The “New Normal”

While the economy may be showing signs of life, local school districts nationwide continue to struggle mightily. The “new normal” of tougher budget times is here to stay for American K-12 education. So how can local officials cope?

This Fordham Institute released a policy brief earlier this month, authored by Executive VP of the Institute, Michael J. Petrilli, that provides a tool for navigating the financial challenges of the current school-funding climate, complete with clear dos and don’ts for anyone involved in or concerned with local education budgets.  The “answers” provided in the brief are based on three key premises:

  1. Solving the budget crisis shouldn’t come at the expense of children.  Learning opportunities should be protected, and effectiveness and student achievement should continue to receive attention.
  2. Nor can [the budget crisis] come from teachers’ sacrifice alone.  Depressing teachers’ salaries for the long-term “isn’t a recipe for recruiting bright young people into education—or retaining the excellent teachers we have.”
  3. Quick fixes aren’t a good answer; we need fundamental changes that enhance productivity.  The reforms and investments with the greatest payoff are those that maximize student outcomes at a lower cost.  The most promising reforms are those that rethink the staffing model: “whom we hire, how we pay them, and what we do with their time.”

In the “what not to do column,” author Petrilli includes the following:

  • Shrink the workforce by laying off the newest teachers.  Layoffs should be determined by teacher effectiveness, not seniority: when staff is let go based on seniority, student learning is lowered by 2 ½ to 3 months when compared to layoffs based on effectiveness.
  • Narrow the curriculum.  This means students learn less, and are therefore not college-ready or internationally competitive.
  • Use furloughs to reduce costs.  Adopting “Furlough Fridays,” shortening the school year, or trimming the school day will move the US in the opposite direction of other OECD countries.  Furthermore, furloughs are a “terrible fiscal policy.”  Total labor costs of a week’s worth of work are actually higher, due to the fact that salary and benefit structures remain untouched, but are squeezed into fewer working days.
  • Passing the buck to families.  This widens the already wide gaps between haves and have-nots.
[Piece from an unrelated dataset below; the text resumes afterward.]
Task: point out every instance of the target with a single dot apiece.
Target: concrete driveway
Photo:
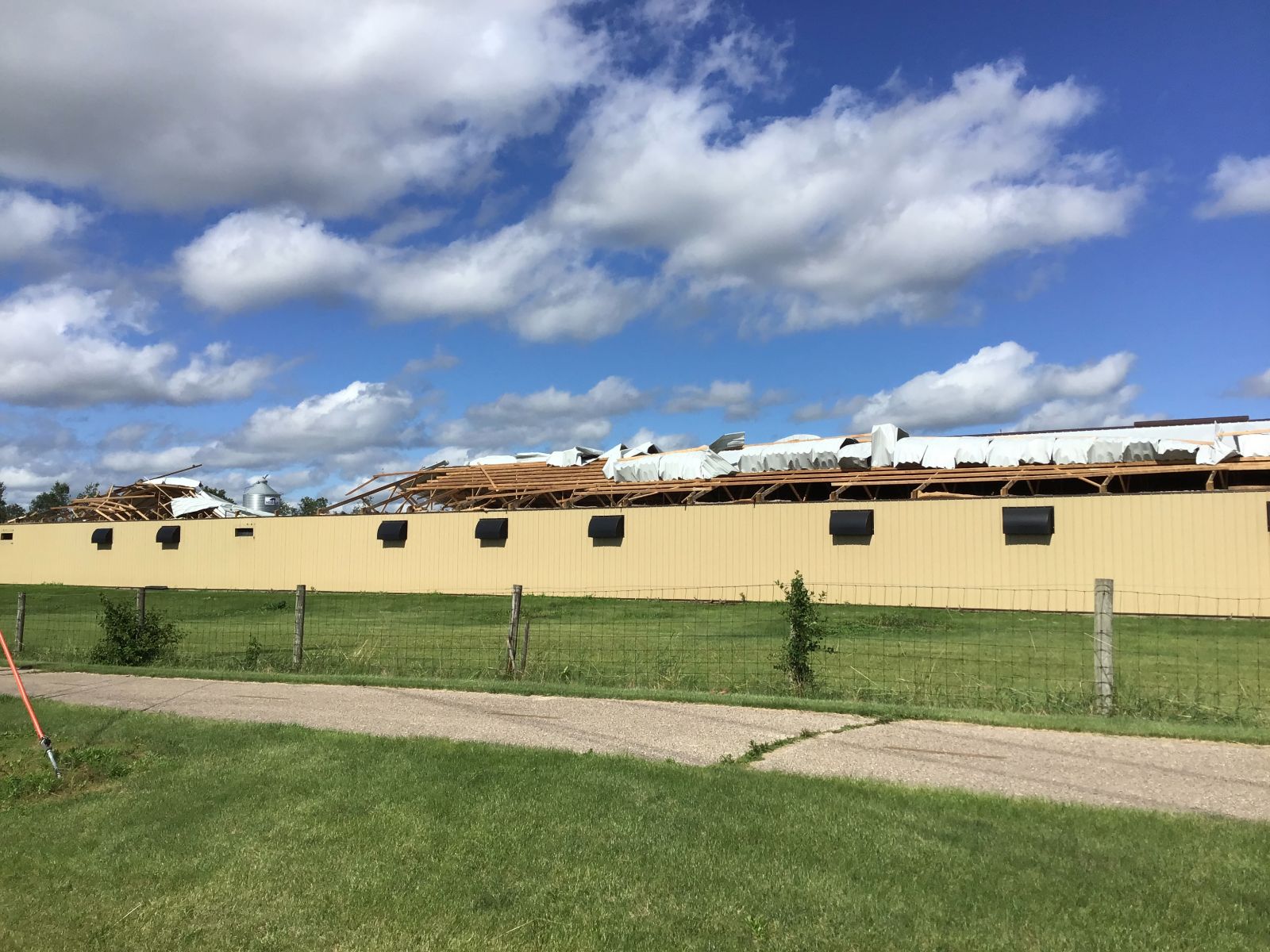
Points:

So, what should policymakers do?

First, they should aim for a leaner, more productive, better paid workforce.  This should not be done through firing teachers and increasing class sizes; rather, roles of all instructional and support staff should be redefined to encourage productivity.  Second, pay for productivity.  People should be compensated fairly for being more productive and taking on more responsibilities.  Among other measures, salary schedules should be more aggressive and salaries should be prioritized over expansive benefits packages.  Finally, technology should be integrated thoughtfully into K-12 education via online or blended school models.